AntiPublic, British Airways and the Italian Data Protection Supervisor

Italy just discovered AntiPublic, the next data-leak with about half a million of personal accounts made publicly available by the lack of care of “trusted” websites in handling its “security measures”.

British Airways got a shut down of its IT infrastructure due, according to the Italian newspaper Repubblica.it, a lack of management of the business continuity plan.

This two cases, while unrelated, are both evidence of an infringement of the EU Data Protection Directive (95/46/CE).

In the AntiPublic data-leak the reason why is obvious, as it should be for the British Airways IT infrastructure “freeze”: business continuity, indeed, is one of the security measures that the Data Processor should enforce to avoid damages arising from the unavailability of personal data.

This is a challenge for the (Italian) Data Protection Supervisor. He can either look elsewhere, or open an investigation to ascertain what happened and who is the culprit of these personal data mismanagement.

The EU Directive 95/46 and his own case law give the Italian Data Protection Supervisor the power to act even outside the national and European jurisdictions, so there wouldn’t be a motive no to start an investigation.

So, if the Italian Data Protection Authority will actually starts poking around to find out the “truth”, then a message is sent to the business and civil servant community: we don’t need to wait for the General Data Protection Regulation (GDPR) to enter into force, to exercise our prerogatives against no matter who.

Should he, on the contrary, look elsewhere, the message would have a very different meaning. Citizen, companies and public services might be led to think that all the “early warnings” about the upcoming GDPR and the dire consequences of the non compliance are just a pre-emptive notice of some sort of “hidden tax payment through fines” approach, targeted against SME, some big Italian company and a couple of USA multinationals.)

In the meantime, AntiPublic & C shall continue to access unnoticed our personal data, while citizen will continue paying the consequences (in term of damages and lack of services) of the poor compliance to a set of provisions that, just yet, are felt as useless bureaucratic burden.

When Security Becomes Service Disruption: the Banca Popolare di Bari Case

The message reads: For security reasons, this ATM doesn’t provide cash between Friday, 16,30 and Monday, 09,00. We are sorry for the inconvenience.

This way of looking at IT Security reminds me of those Security “Managers” who were use to advise to unplug the Ethernet cable at the daily close of business, to put it back the very next day.
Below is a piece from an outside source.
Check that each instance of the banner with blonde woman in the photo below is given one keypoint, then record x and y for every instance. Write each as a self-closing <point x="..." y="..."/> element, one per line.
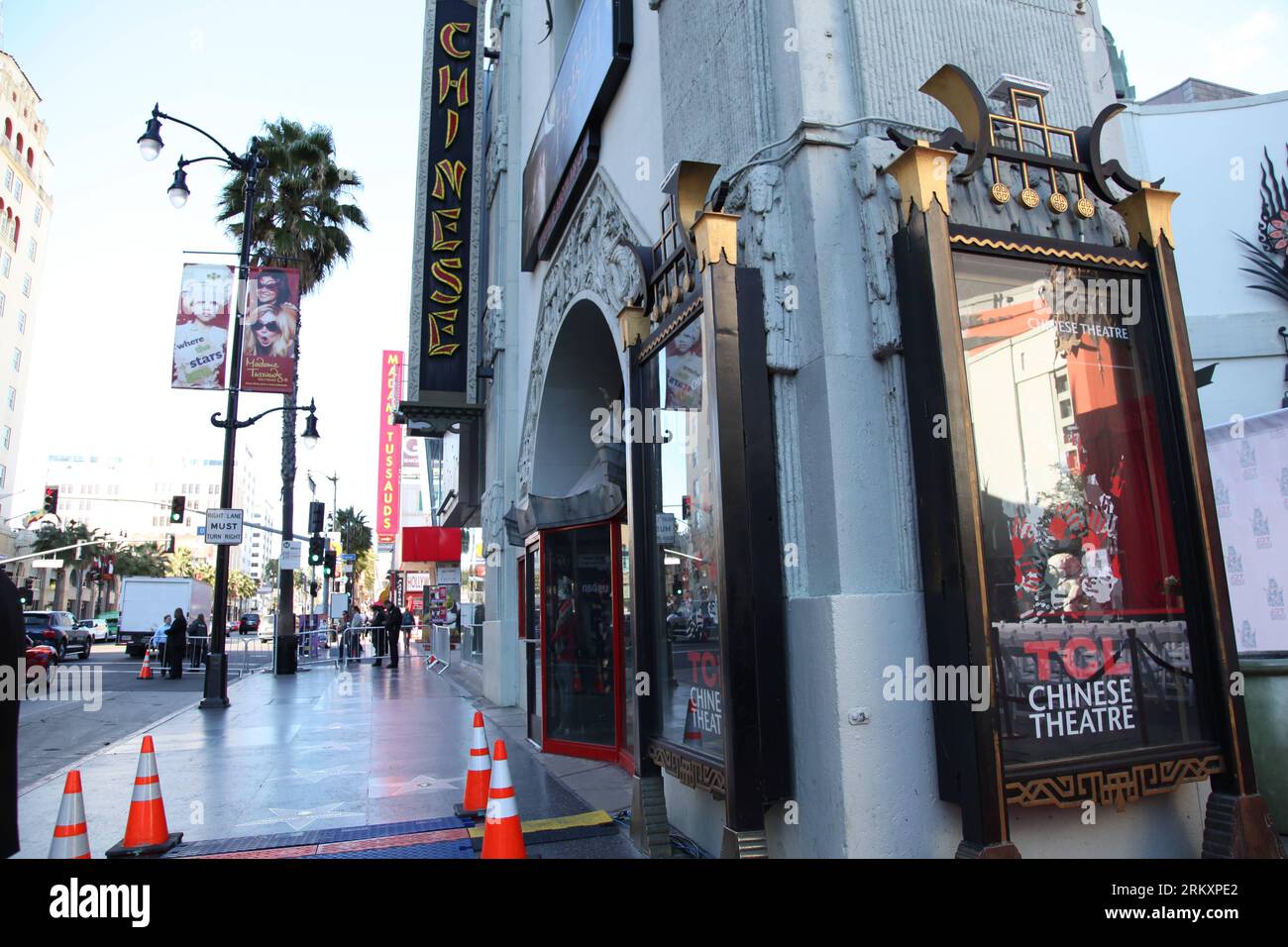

Security can’t be a way to make the customers’ life more miserable. The challenge of a Security Manager is exactly the opposite: let customers doing their business while keeping the environment safe.

 

Phoney and the forensics value of Iphone chat

Phoneys is a software that allows a user to change the content of an Iphone chat thus altering the meaning of the conversation.While this is just an entertainment software, it might have some disturbing impacts on a possible criminal investigation.

Indeed, SMS, chat transcripts and messages are routinely used as a source of evidence by lawyers and prosecutors on the basis that if something is on a phone it can be hardly be faked. Of course, this is not always true, of course evidences must be corroborated by independent checks, of course the legal community is not that dumb to give face value to a text on a phone screen. But…

Phoneys allows a malicious person to create a prima facie deceiving fact, by exploiting the fact that a message has actually been sent, thus leading the investigator into thinking that a conversation took place with the intended correspondent. In an emergency context, the necessity of taking immediate action might push him to under evaluate what has been shown as “evidence”, thus jeopardizing the final result.

Maybe this is a either a minor or non-existent issue. But judicial reality has proven to be more surprising then legal-thriller. So, next time you’re confronted with a message as an evidence, why not double check?

Just in case…

After Apple, Facebook Is the Next Target of Judicial Orders to Cooperate With Prosecutors

According to a statement published on the Brazilian Policia Federal’s website, a criminal court issued a “mandado de priso preventiva” (roughly, pre-emptive arrest order) against Facebook’s representative in Brazil, charged of not having cooperated in providing information about a Facebook page.

The Brazilian Court, unlike the San Bernardino’s one in the Apple case, chose to put its white gloves off and go straight for the jugular, leaving no doubt about the fact that cooperation with the public prosecutor is a mandatory duty for everybody, tech-companies included.

By comparing the Apple and the Facebook cases (and Google’s public position about the topic) a disturbing trend emerges: Internet companies (at least the so said “Over The Top” – OTT) “think different” about themselves. Why the OTT should be let alone, when an ISP is burdened (often for free, BTW), to provide a public prosecutor with wiretapping, data-retention, forensic support, and data-mining services? Like it or not, corporate criminal liability and obstruction to justice regulation still work for the OTT too, and the OTT must live with it.

This Facebook case further supports the opinion I’ve expressed about the true issue at stake: by one side, the lack of confidence is our social and legal system as a whole and thus the fact that you can’t actually trust a magistrate and a law enforcement agency; by the other side the “ubermensch” syndrome that affects (not only high-tech) companies and that leads them into thinking that they have the “right” (or the power) to part the right from wrong.